Aspecto da Av. Conde da Boa Vista




É curioso como certas cidades parecem adquirir outra feição quando as vemos sob os filtros noturnos. Falando apenas do que conheço, eu vi isso em Brasília. De cidade, digamos, desprovida de humanidade - humanidade não no sentido de compaixão e clemência, embora há quem diga que ela é exatamente assim; mas no de gênero humano mesmo, de presença de gente, de cheiro de gente, de rastro de gente -, Brasília, à noite, se ainda permanece escondendo suas pessoas, revela-nos uma beleza quase etérea, com seus espaços imensos iluminados e sua atmosfera de sonho. E lá existe gente, sim, como fazem crer as luzinhas acesas nos blocos das superquadras.

Decerto que a noite faz com que alguns aspectos desagradáveis do Recife fiquem como que camuflados - "à noite todo gato é pardo", diz um dito popular -; mas não se pode negar que a cidade ganha nessas horas outros encantos, sobretudo se estivermos no verão. Sim, porque as noites estivais revestem o núcleo primitivo do Recife de uma aura de pura beleza. Beleza essa facilmente verificada nas pontes e nos monumentos iluminados; e na mansidão das águas dos rios correndo para o mar com as luzes todas refletindo nelas.


                                  
Rua da Aurora e o Rio Capibaribe

      
A noite do Recife também tem seu lado antipoético. Não gosto de ver as mesas dos bares ocupando calçadas e passagens outras de pedestres.

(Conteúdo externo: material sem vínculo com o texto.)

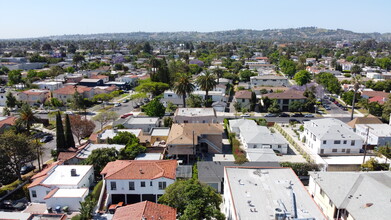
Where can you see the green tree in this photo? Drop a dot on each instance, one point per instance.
(105, 117)
(193, 200)
(17, 150)
(302, 77)
(14, 77)
(194, 101)
(295, 106)
(183, 86)
(10, 100)
(274, 107)
(246, 74)
(60, 135)
(69, 141)
(154, 108)
(100, 157)
(206, 82)
(27, 116)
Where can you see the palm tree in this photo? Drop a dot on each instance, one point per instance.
(206, 82)
(356, 81)
(26, 116)
(183, 86)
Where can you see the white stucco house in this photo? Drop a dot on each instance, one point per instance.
(331, 136)
(62, 185)
(132, 181)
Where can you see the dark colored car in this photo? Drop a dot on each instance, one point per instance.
(293, 121)
(271, 115)
(26, 168)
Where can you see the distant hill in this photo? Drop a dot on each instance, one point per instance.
(291, 34)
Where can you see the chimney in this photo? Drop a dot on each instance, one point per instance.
(73, 172)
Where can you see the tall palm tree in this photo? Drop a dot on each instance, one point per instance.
(26, 116)
(183, 86)
(206, 82)
(356, 81)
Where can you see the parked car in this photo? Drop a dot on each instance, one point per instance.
(284, 115)
(26, 169)
(294, 121)
(126, 115)
(46, 139)
(271, 115)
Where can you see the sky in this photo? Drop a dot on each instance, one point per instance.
(37, 18)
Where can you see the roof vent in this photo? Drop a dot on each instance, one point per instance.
(73, 172)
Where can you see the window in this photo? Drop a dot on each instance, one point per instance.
(162, 185)
(321, 192)
(34, 194)
(131, 185)
(113, 185)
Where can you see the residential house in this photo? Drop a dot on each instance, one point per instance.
(66, 93)
(364, 120)
(6, 122)
(91, 82)
(111, 133)
(195, 115)
(132, 181)
(253, 136)
(331, 136)
(352, 195)
(268, 80)
(212, 172)
(145, 210)
(49, 85)
(146, 123)
(284, 99)
(375, 134)
(33, 96)
(266, 193)
(62, 185)
(189, 138)
(244, 98)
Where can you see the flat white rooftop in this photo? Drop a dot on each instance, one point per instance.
(195, 112)
(257, 193)
(112, 133)
(86, 151)
(70, 193)
(62, 175)
(160, 131)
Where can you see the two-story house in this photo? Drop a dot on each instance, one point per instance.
(331, 136)
(33, 96)
(268, 80)
(195, 115)
(132, 181)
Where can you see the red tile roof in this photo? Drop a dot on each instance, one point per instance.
(145, 210)
(69, 90)
(243, 94)
(371, 94)
(140, 169)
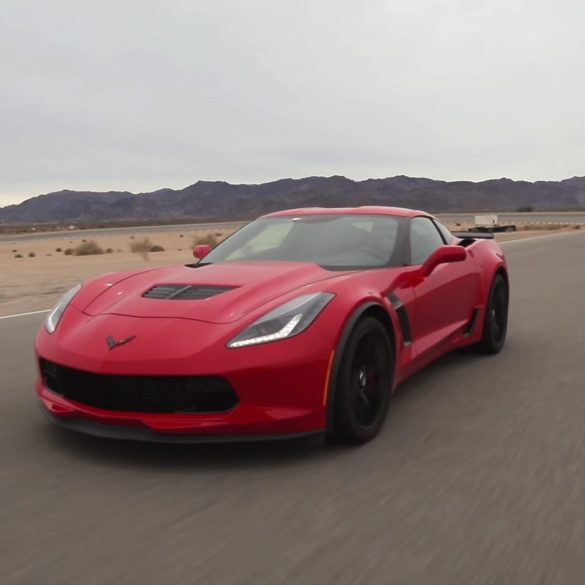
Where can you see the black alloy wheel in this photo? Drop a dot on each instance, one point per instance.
(364, 383)
(496, 317)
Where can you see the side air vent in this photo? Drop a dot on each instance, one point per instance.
(183, 292)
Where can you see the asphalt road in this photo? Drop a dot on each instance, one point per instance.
(477, 477)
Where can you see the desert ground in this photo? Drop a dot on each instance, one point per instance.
(37, 271)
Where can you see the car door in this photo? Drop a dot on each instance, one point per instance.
(445, 300)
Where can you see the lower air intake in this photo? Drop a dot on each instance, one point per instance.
(163, 394)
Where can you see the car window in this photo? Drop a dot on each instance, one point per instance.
(424, 239)
(447, 235)
(269, 237)
(334, 241)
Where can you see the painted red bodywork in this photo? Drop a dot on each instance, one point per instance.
(283, 386)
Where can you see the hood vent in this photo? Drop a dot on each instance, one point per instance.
(184, 292)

Pescador lançando a tarrafa


Um pescador na Ponte Maurício de Nassau


Também fico indignado quando vejo uma como que pintura, que é o ato do pescador lançar de cima das pontes sua tarrafa nas águas, ser maculada pela ação imunda desse mesmo personagem, que espalha sobre a passagem a sujeira que porventura vem presa à rede, bem como os siris miúdos por ele ali desprezados e que eu, com dó, muitas vezes recolho e devolvo às águas; situação essa que vivencio constantemente ao atravessar as pontes Princesa Isabel, Buarque de Macedo e, principalmente, a Maurício de Nassau. Contrario-me ao observar nas esquinas os catadores de materiais recicláveis - e de comida, não é? - rasgando os sacos plásticos e despejando o lixo sobre as calçadas na maior caradura, emporcalhando o ambiente público, sem que ninguém os repreenda. E protesto igualmente em surdina contra a inépcia da Municipalidade para coibir o abuso de certos vendedores - de frutas e verduras, de dvd's piratas, etc. - que teimam em colocar seus enormes tabuleiros ambulantes nos espaços de pontos de ônibus e nas passagens de veículos e pedestres, num flagrante desrespeito ao bem comum, porque muitos ainda continuam a pensar que o território da cidade é terra de ninguém.


Santander Cultural




Av.  Marquês de Olinda



Apesar de tudo, ao cair a noite, aquela parte do Recife como que se metamorfoseia num outro Recife. Num Recife aparentemente mais acolhedor. Num Recife sem a pecha de "cidade cruel" que lhe foi imputada por Agamenon Magalhães. Num Recife provinciano e universal. Num Recife no qual temporariamente adormece o seu espírito revoltoso. Num Recife, enfim, mergulhado no que pode haver de eterno e de misterioso no manto líquido que o envolve.